Lo que sigue a continuación es completamente diferente: un melodrama de amores ilícitos con paisaje exótico al fondo (Un Mozambique pegajosamente caluroso, lleno de mosquitos) en el que la voz del viejo Ventura nos narra, a su manera lenta y cadenciosa, la pasión que consumió al joven Ventura (Carloto Cotta) y a la joven Aurora (Ana Moreira) a espaldas del marido de ella y ayudados por un pequeño cocodrilo. Es una historia familiar: tragedias del hombre blanco en tierras tropicales, en el marco de la dominación colonial. Sin embargo, Miguel Gomes la narra de una manera nueva: la voz de Ventura es la única que oímos durante la segunda mitad de la película, su narración enmarca unas imágenes que remiten al cine más arcaico, en las que los personajes se expresan ante el espectador con gestos y posturas, como personajes de un drama mudo (aunque la imprecisa ambientación corresponde más bien a los años cincuenta o sesenta) aunque también se permiten anacronismos: figurantes vestidos con la segunda equitación del Chelsea, o una banda local que interpreta una canción de los Ramones. O juegos con la caracterización, como los modelitos de explorador que lucen los protagonistas, que parecen salidos del guardarropía de una producción de aventuras de tercera fila circa 1920. Las imágenes de la segunda parte de Tabú viene de un territorio incierto, en el que el recuerdo personal se ha visto desbordado por los acontecimientos históricos y todo ello se ha procesado a través de las imágenes y las canciones de tantas películas y programas de televisión. 


¿Quién ha organizado esas imágenes, quien ha ordenado para nosotros esa combinación de historia, memorias, fantasías  y cultura popular? ¿Es Ventura, quien ha convertido desde la vejez el recuerdo de un viejo amor en un melodrama grandioso, lleno de pasión y peligro? ¿Es Pilar, quien transforma la narración de Ventura, imaginando un África que nunca ha conocido a través a través de las imágenes de películas como Memorias de África  o de alguna de las sesiones de cine mudo a las que acude con un amigo/pretendiente? Tabú se desarrolla en ese territorio desconocido en que una historia se transforma entre quien la narra y quien la recibe, en el que a las palabras (África, Mozambique, amor) o a las ideas cada persona le añade significados, a veces personales, a veces culturales, en otras ocasiones simplemente azarosos. Gomes convierte ese dispositivo  en un mecanismo lúdico, un artefacto generador de sorpresas y correspondencias inesperadas; pero también en un aparato que pone en cuestión los modos en que construimos la realidad, cómo los dramas históricos se incorporan a nuestra vida cotidiana. 

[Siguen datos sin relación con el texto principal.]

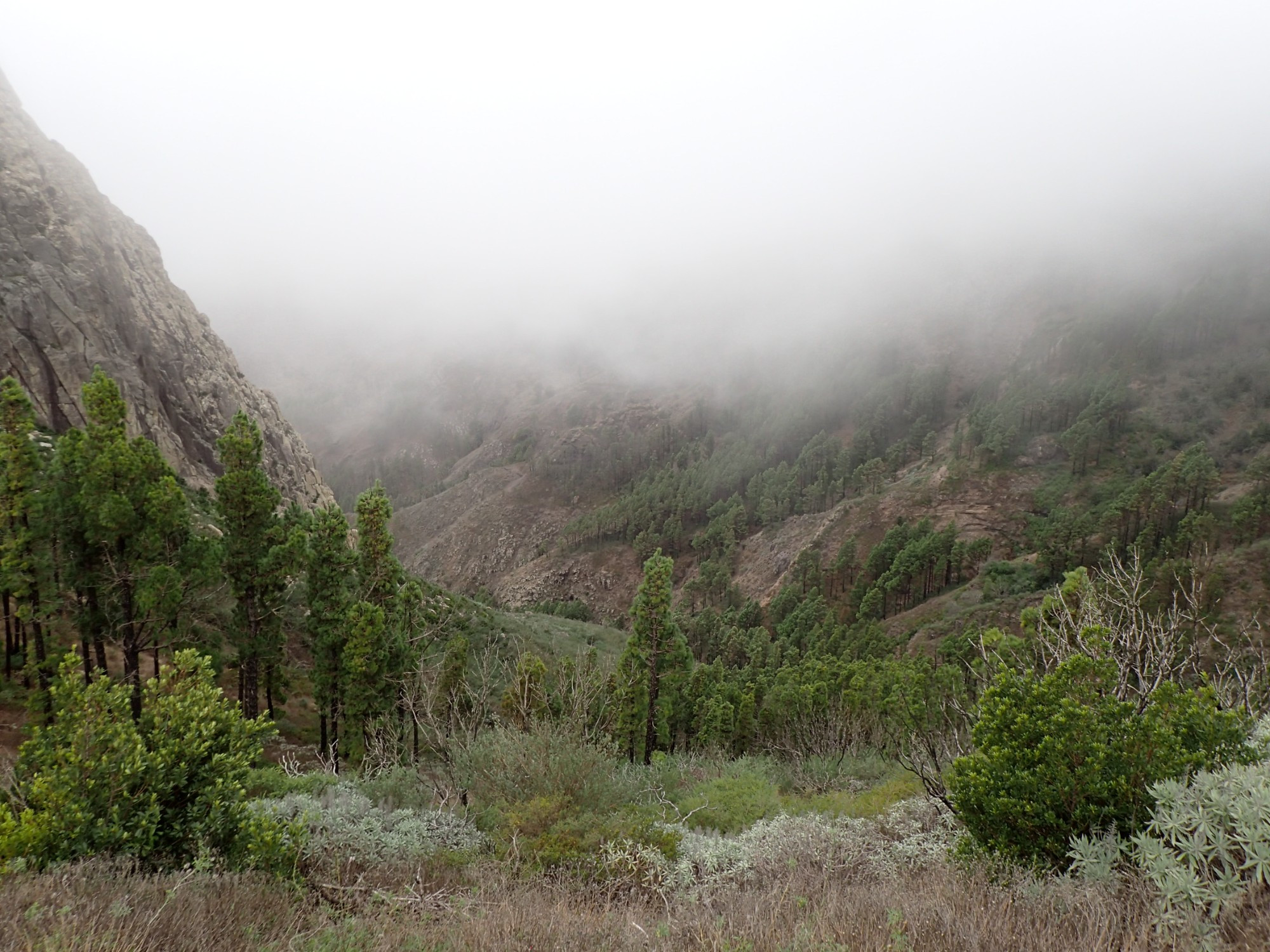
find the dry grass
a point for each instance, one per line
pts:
(109, 909)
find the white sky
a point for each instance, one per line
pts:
(450, 168)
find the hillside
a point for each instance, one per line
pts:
(1057, 397)
(83, 286)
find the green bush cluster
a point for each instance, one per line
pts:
(168, 789)
(1060, 756)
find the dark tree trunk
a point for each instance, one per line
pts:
(8, 639)
(251, 697)
(95, 619)
(653, 686)
(133, 675)
(41, 651)
(22, 651)
(335, 732)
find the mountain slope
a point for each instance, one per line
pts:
(82, 285)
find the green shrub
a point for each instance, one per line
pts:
(164, 790)
(507, 767)
(1060, 756)
(735, 802)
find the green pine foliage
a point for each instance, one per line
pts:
(261, 557)
(164, 789)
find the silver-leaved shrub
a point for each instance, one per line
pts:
(1207, 846)
(345, 824)
(912, 835)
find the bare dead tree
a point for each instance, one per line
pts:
(1108, 616)
(584, 689)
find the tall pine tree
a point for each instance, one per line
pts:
(331, 562)
(658, 643)
(258, 559)
(25, 559)
(133, 541)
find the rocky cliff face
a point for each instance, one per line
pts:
(82, 285)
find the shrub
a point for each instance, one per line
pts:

 La presencia de Santa sirve para poner de relieve el cambiante balance del equilibrio de poder. Su labor consiste en ocuparse de Aurora de la manera más profesional posible. Cuando Pilar trata de compartir con ella su compasión hacia su vecina, Santa le frena en seco “Solo hago lo que me pagan por hacer”. Los sentimientos no entran en el trato; quizá si lo hacen, en cambio, las fantasías de Aurora sobre salvajes y brujerías. En sus ratos libres, Santa está aprendiendo a leer, para ello utiliza uno de los relatos más clásicos de la imaginación colonial, Robinsón Crusoe, de Daniel Defoe. Siempre se ha contado esta historia como la del naufrago que debe sobrevivir en una isla desierta, aunque la isla a la que llega el protagonista está completamente habitada. El problema es que sus habitantes pertenecen a una civilización que tanto Robinsón como su autor y sus lectores consideran tan distante como para no incluir a sus miembros entre los seres humanos. Cuando su profesora en la escuela para adultos le pregunta  a Santa cual es la historia que narra ese libro, la película cambia de escena, dejándonos en el intento de adivinar la respuesta, conscientes de que su punto de vista cambia la narración por completo.